Dass aber ein Sich-Verwahren gegenüber der übergriffigen Psychologensucht nach "Einblicken in unser Innerstes" gerade eben aus den sogenannten antihumanistischen Implikationen einer Systemtheorie Luhmannscher Prägung resultiert, paradoxiert unsere Weltsicht wieder einmal auf faszinierende Weise. Die Exposition des Menschen in der Umwelt der Gesellschaft resultiert aus den antihumanistischen Prämissen eines systemtheoretisch begründeteten Trialismus (durch die System-Umwelt-Untscheidung).

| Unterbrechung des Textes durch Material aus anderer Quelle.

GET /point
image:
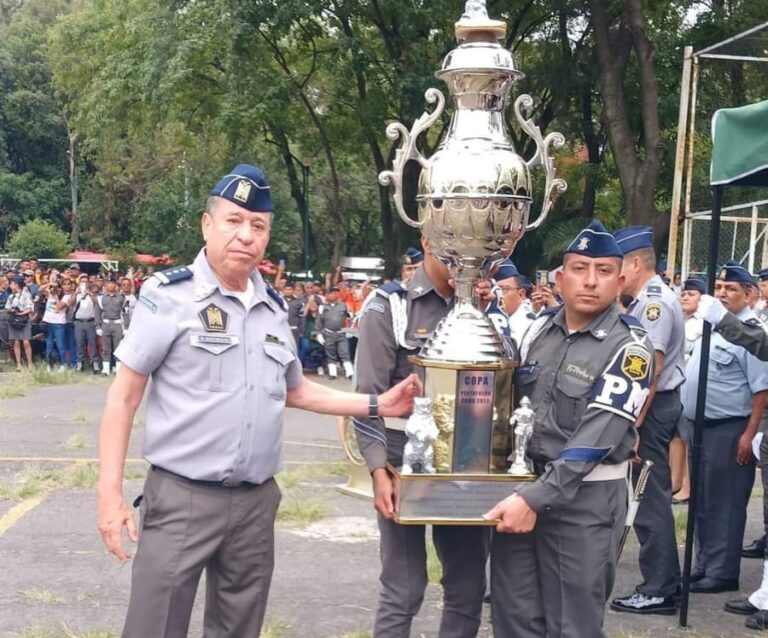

Dietrich Schwanitz hat für diesen Zusammenhang - die Ausschließung des Menschen aus der Gesellschaft - eine höchst prägnante Formulierung gefunden: "Der Mensch wird aus dem Paradies der Gesellschaft vertrieben und treibt sich außerhalb herum, in der Wildnis seiner Psyche. Die Psyche gehört nicht zur Gesellschaft (siehe hierzu vor allem: "Gebrauche niemals den Imperativ!").

Zur System-Umwelt-Unterscheidung bei Niklas Luhmann (angelehnt an eine Idee von Arnold Retzer)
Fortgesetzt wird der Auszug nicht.